De esta guisa, Conway los fué conociendo a todos y estrechando su mano. Luego volvió a repetir su historia acerca de cómo cayó al río. Y después de un rato de charla, los cansados vaqueros comenzaron a alejarse del fuego, buscaron sus mantas y se acomodaron para descansar. Las jornadas de la ruta eran demasiado duras para entretenerse y perder sueño.

Jim tuvo tiempo de sobra para pensar en Kay Rutland. En toda su experiencia a lo largo de años en las rutas, esta era la primera vez que recordaba haber visto a una mujer conduciendo una manada de vacunos. Resultaba más extraordinaria la cosa viéndola desprovista del impermeable y el sombrero, sentada junto al fuego con las piernas cruzadas y el limpio pelo castaño enmarcando su rostro atractivo. Era muy joven… y ciertamente, muy bonita.

Su principal confidente y al parecer el segundo en el mando, era aquel muchacho de anchos hombros llamado Deuce Harlow, que se sentaba junto a ella y con quien cambiaba de vez en cuando frases en voz baja. Deuce tenía algo de tosco, pero no podía negarse que sus negros ojos, su mentón prominente y la línea de sus labios denotaban cierto temperamento.
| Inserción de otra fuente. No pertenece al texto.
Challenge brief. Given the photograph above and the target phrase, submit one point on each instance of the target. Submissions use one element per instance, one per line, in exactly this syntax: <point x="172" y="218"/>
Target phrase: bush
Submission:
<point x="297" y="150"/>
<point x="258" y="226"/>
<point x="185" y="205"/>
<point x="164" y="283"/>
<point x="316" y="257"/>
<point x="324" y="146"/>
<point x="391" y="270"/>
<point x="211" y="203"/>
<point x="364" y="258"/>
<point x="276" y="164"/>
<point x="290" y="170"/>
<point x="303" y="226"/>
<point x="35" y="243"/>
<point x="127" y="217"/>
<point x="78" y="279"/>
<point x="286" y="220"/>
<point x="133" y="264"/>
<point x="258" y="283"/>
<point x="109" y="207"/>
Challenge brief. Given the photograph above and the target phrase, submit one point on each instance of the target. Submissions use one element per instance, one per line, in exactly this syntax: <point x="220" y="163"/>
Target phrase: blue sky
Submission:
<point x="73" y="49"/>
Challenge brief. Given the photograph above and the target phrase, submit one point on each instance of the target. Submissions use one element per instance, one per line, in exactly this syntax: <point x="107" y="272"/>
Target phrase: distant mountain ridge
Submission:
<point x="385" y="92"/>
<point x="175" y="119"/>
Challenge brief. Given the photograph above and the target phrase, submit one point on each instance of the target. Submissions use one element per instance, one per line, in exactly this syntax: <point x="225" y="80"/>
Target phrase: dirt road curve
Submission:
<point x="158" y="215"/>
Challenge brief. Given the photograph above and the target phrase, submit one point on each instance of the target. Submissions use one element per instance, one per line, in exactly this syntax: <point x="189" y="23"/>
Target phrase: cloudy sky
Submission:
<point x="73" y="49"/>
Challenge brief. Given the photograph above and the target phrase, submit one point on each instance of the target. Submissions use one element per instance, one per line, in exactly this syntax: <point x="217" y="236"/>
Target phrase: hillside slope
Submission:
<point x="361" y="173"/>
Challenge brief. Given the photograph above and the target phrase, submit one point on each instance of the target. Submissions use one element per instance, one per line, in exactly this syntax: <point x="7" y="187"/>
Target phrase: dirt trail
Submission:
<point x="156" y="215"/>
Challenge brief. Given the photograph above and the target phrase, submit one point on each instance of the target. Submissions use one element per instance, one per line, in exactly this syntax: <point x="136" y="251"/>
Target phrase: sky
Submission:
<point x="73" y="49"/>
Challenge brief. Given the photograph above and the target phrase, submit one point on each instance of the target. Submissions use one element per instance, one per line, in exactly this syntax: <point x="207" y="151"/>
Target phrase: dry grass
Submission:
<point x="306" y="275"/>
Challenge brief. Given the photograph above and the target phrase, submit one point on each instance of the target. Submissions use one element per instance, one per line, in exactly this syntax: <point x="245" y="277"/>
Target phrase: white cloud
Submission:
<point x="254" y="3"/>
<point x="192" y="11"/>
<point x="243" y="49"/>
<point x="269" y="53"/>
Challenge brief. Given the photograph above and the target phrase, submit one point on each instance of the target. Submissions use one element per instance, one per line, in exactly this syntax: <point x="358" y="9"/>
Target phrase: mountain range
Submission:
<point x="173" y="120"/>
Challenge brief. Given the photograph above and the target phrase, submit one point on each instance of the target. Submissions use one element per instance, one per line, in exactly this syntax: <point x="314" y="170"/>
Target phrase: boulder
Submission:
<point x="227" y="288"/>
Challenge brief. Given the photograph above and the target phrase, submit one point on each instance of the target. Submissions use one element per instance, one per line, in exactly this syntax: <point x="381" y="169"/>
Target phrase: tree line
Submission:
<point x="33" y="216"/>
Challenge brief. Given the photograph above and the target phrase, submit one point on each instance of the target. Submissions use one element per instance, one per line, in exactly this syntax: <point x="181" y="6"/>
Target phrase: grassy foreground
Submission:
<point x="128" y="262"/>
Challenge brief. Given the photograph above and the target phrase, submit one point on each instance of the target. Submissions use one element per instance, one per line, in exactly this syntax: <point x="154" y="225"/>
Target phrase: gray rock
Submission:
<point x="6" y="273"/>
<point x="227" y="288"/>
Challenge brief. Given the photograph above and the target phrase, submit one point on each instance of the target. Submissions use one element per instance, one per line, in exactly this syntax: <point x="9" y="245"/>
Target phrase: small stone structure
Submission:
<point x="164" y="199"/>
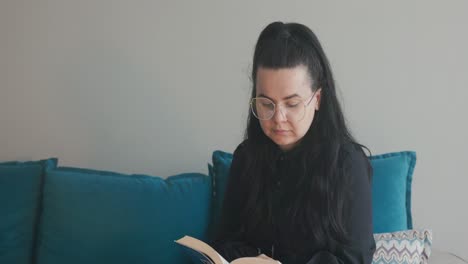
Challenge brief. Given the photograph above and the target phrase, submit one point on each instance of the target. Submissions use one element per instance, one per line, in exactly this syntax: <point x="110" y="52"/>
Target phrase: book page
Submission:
<point x="254" y="260"/>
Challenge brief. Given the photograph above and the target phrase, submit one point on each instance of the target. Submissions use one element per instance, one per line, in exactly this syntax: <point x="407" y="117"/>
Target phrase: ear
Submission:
<point x="318" y="95"/>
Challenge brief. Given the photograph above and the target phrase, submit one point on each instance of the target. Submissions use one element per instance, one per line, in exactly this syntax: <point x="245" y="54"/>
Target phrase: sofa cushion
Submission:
<point x="403" y="247"/>
<point x="391" y="188"/>
<point x="106" y="217"/>
<point x="20" y="184"/>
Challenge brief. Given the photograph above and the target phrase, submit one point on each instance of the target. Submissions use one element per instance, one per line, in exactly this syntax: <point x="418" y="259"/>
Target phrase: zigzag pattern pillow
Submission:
<point x="405" y="247"/>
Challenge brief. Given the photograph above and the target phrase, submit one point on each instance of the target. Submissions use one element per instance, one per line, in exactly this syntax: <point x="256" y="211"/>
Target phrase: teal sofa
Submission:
<point x="51" y="214"/>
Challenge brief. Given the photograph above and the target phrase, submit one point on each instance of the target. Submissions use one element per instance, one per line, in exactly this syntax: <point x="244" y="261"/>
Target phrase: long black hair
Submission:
<point x="319" y="203"/>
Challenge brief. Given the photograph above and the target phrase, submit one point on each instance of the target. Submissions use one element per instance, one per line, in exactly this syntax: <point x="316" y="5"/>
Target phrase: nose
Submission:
<point x="280" y="115"/>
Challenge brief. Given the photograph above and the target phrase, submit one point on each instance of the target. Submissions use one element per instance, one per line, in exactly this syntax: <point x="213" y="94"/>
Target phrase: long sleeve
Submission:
<point x="359" y="224"/>
<point x="228" y="240"/>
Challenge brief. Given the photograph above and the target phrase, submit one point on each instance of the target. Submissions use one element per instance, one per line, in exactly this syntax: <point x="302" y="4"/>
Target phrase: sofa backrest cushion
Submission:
<point x="20" y="189"/>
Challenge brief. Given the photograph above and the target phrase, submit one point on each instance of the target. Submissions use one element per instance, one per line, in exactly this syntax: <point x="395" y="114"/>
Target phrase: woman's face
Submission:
<point x="285" y="87"/>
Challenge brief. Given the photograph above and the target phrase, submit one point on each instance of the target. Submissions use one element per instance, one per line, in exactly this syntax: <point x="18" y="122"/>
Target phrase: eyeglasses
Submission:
<point x="294" y="109"/>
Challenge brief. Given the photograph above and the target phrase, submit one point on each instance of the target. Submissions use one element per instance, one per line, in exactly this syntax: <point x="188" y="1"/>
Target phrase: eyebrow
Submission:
<point x="285" y="98"/>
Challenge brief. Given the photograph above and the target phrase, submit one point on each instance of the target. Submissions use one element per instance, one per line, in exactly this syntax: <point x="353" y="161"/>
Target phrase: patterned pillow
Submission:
<point x="406" y="247"/>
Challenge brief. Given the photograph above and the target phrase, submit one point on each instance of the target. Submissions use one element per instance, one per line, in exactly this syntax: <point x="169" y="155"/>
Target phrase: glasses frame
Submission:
<point x="274" y="107"/>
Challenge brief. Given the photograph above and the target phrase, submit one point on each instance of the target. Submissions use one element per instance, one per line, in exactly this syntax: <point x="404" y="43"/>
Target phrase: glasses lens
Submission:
<point x="262" y="108"/>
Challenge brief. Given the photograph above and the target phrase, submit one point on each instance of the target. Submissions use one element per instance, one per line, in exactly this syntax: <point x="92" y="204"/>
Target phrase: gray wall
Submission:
<point x="154" y="87"/>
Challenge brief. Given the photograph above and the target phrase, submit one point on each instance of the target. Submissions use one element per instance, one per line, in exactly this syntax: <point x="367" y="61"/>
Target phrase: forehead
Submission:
<point x="279" y="83"/>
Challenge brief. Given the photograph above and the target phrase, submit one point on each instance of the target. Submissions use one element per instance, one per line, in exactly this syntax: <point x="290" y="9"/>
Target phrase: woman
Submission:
<point x="299" y="188"/>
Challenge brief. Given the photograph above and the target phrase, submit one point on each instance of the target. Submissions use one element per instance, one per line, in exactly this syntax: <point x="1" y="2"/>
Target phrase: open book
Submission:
<point x="202" y="253"/>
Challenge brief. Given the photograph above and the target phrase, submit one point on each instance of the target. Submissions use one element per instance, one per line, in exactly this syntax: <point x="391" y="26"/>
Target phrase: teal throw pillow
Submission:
<point x="20" y="190"/>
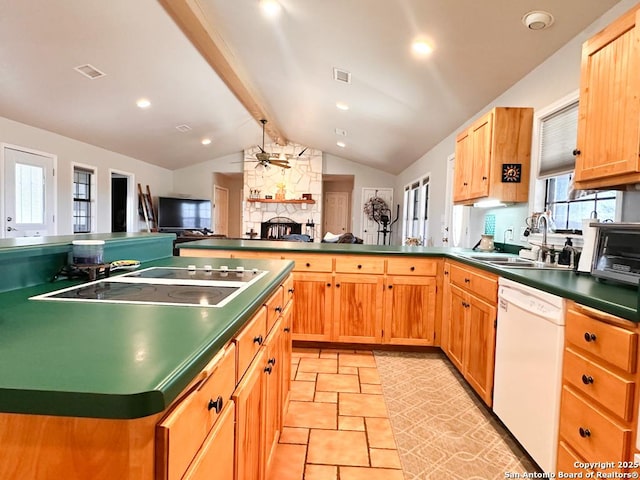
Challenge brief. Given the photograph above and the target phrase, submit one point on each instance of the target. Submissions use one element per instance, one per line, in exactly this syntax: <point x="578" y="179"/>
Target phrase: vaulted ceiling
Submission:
<point x="218" y="66"/>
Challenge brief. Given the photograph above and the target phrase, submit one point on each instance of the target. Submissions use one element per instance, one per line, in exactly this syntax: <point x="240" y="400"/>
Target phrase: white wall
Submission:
<point x="553" y="79"/>
<point x="363" y="177"/>
<point x="160" y="180"/>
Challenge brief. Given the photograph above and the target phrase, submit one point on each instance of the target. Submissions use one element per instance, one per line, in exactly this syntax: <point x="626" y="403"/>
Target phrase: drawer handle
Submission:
<point x="587" y="379"/>
<point x="584" y="432"/>
<point x="216" y="404"/>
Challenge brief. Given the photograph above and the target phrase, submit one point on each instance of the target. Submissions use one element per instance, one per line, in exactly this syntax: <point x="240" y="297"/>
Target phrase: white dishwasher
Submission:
<point x="528" y="371"/>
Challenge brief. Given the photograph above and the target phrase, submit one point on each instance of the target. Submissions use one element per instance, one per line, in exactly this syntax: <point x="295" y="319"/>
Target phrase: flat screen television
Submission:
<point x="183" y="214"/>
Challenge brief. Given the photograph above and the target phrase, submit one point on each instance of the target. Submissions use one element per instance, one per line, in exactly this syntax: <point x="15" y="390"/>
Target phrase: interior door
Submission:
<point x="369" y="227"/>
<point x="336" y="212"/>
<point x="220" y="210"/>
<point x="29" y="194"/>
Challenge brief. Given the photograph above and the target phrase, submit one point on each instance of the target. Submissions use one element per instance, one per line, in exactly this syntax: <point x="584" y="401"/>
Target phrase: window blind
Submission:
<point x="558" y="137"/>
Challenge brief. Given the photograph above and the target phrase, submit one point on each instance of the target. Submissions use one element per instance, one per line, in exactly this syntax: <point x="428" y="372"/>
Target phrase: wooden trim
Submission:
<point x="190" y="17"/>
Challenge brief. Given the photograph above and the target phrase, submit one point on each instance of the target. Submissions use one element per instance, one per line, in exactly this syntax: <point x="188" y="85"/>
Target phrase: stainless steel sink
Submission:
<point x="516" y="262"/>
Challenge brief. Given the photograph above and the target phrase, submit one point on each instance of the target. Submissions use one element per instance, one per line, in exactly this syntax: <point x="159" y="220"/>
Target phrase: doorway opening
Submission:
<point x="337" y="194"/>
<point x="122" y="201"/>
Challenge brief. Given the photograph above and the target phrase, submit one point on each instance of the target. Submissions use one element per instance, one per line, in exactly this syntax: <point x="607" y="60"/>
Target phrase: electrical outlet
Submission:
<point x="523" y="238"/>
<point x="509" y="234"/>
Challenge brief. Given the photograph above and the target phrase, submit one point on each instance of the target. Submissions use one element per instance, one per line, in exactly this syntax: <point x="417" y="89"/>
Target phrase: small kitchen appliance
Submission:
<point x="616" y="254"/>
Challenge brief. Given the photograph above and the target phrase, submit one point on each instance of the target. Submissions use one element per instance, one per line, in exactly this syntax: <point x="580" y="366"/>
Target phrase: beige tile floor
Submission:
<point x="337" y="425"/>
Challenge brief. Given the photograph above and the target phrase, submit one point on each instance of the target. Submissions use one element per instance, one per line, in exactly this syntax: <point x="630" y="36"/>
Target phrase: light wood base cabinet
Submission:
<point x="469" y="325"/>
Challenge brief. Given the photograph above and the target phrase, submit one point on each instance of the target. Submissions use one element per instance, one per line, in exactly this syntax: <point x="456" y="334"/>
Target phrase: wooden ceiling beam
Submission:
<point x="190" y="17"/>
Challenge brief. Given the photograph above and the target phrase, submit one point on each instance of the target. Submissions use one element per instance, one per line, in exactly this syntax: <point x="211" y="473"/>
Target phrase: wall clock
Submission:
<point x="511" y="172"/>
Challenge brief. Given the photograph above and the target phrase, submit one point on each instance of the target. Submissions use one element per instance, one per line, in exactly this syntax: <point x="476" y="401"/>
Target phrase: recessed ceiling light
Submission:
<point x="422" y="48"/>
<point x="143" y="103"/>
<point x="271" y="8"/>
<point x="537" y="20"/>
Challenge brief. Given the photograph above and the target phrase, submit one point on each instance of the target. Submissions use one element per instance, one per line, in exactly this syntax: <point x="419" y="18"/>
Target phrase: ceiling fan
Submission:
<point x="265" y="159"/>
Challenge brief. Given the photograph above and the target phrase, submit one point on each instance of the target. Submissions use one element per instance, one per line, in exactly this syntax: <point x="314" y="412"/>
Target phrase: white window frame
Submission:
<point x="421" y="228"/>
<point x="537" y="185"/>
<point x="94" y="194"/>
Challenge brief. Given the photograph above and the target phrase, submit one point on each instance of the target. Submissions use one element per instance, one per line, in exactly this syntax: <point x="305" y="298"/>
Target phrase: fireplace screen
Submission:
<point x="278" y="228"/>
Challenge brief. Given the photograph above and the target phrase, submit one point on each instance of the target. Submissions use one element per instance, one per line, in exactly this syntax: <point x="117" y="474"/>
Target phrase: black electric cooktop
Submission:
<point x="163" y="286"/>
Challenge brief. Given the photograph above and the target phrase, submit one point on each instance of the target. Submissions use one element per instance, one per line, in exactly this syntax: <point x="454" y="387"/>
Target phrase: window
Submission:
<point x="82" y="199"/>
<point x="416" y="210"/>
<point x="558" y="133"/>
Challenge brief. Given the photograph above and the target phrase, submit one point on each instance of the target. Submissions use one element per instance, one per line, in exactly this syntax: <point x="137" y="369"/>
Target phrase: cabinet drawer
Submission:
<point x="182" y="432"/>
<point x="275" y="306"/>
<point x="590" y="432"/>
<point x="249" y="340"/>
<point x="359" y="264"/>
<point x="613" y="344"/>
<point x="609" y="389"/>
<point x="483" y="285"/>
<point x="412" y="266"/>
<point x="310" y="263"/>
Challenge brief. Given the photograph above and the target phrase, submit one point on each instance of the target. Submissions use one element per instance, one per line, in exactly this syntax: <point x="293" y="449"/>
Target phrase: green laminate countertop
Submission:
<point x="616" y="299"/>
<point x="115" y="360"/>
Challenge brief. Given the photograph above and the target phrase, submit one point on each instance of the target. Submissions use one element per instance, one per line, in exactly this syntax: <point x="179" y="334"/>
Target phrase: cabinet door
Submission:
<point x="287" y="316"/>
<point x="312" y="306"/>
<point x="609" y="111"/>
<point x="462" y="167"/>
<point x="410" y="310"/>
<point x="357" y="308"/>
<point x="215" y="461"/>
<point x="480" y="343"/>
<point x="456" y="331"/>
<point x="481" y="168"/>
<point x="249" y="421"/>
<point x="272" y="389"/>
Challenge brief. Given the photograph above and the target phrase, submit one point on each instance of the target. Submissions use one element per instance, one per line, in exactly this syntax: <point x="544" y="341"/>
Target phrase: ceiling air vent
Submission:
<point x="89" y="71"/>
<point x="341" y="75"/>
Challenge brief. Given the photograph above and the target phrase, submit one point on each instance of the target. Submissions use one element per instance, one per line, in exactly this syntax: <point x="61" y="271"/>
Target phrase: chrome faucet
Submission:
<point x="544" y="248"/>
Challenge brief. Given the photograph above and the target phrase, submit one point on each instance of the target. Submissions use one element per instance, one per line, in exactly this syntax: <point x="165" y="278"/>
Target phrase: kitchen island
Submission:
<point x="97" y="390"/>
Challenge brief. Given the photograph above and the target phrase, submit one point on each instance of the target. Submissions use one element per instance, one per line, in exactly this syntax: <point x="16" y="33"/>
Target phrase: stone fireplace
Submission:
<point x="287" y="189"/>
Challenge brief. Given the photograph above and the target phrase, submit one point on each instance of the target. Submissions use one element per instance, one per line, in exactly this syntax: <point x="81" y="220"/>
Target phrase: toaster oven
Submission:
<point x="617" y="252"/>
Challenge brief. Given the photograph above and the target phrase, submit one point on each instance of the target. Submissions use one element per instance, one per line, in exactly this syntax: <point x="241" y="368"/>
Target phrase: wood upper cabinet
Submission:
<point x="609" y="111"/>
<point x="493" y="156"/>
<point x="357" y="308"/>
<point x="410" y="310"/>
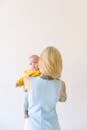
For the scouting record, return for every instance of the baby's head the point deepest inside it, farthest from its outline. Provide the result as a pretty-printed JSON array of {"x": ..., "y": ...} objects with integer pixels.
[{"x": 33, "y": 62}]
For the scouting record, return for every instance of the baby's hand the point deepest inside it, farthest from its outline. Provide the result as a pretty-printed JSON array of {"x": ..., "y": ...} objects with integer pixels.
[{"x": 25, "y": 114}]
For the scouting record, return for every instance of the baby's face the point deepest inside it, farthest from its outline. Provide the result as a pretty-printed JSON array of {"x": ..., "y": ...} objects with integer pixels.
[{"x": 33, "y": 63}]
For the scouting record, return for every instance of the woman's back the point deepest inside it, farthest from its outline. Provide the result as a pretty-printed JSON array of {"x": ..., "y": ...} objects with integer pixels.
[{"x": 43, "y": 96}]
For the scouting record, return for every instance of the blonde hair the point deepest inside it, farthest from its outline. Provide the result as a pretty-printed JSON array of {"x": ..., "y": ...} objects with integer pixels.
[
  {"x": 50, "y": 62},
  {"x": 34, "y": 57}
]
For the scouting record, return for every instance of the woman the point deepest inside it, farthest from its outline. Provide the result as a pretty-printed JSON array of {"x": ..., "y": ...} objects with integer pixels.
[{"x": 45, "y": 91}]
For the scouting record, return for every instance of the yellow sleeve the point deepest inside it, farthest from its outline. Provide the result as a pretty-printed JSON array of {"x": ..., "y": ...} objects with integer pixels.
[{"x": 20, "y": 81}]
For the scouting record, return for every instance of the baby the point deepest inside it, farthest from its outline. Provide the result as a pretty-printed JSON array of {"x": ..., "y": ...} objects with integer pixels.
[{"x": 33, "y": 71}]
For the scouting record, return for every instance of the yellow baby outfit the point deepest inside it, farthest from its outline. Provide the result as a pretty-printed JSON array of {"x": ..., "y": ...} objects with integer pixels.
[{"x": 26, "y": 73}]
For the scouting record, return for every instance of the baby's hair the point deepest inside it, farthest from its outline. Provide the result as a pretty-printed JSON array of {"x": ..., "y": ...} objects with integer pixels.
[{"x": 50, "y": 62}]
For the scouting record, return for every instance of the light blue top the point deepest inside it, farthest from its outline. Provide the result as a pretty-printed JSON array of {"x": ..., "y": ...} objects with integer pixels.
[{"x": 42, "y": 99}]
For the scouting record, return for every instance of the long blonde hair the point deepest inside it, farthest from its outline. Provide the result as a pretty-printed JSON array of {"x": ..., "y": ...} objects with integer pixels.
[{"x": 50, "y": 62}]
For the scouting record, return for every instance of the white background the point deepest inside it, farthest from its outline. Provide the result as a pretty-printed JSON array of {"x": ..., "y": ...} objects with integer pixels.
[{"x": 26, "y": 27}]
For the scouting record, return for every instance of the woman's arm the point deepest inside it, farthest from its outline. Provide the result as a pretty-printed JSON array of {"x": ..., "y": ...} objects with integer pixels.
[
  {"x": 63, "y": 95},
  {"x": 26, "y": 84}
]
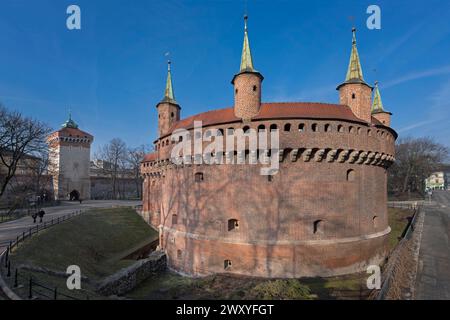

«Happy» Tom, una vez terminadas sus tareas, sentóse al lado de Conway y se puso a chupar pausadamente su vieja pipa.

—¿Miss Rutland tiene ya comprador en Hutchinson, «Happy»?—preguntó Jim.

—Aún no. Sin embargo, no creo sea difícil. Llevamos buen ganado.

—Sí. Pero no todos son buenos compradores.

—¿Te refieres a los que estafan y todo eso?

—Exacto.

—No tienen nada que hacer con nosotros, muchacho. Ya lo verás.

Conway no replicó. Pero se dijo para sí que si alguno robaba su ganado a Miss Rutland… tendría que vérselas con él. Tenía una gran deuda que pagar.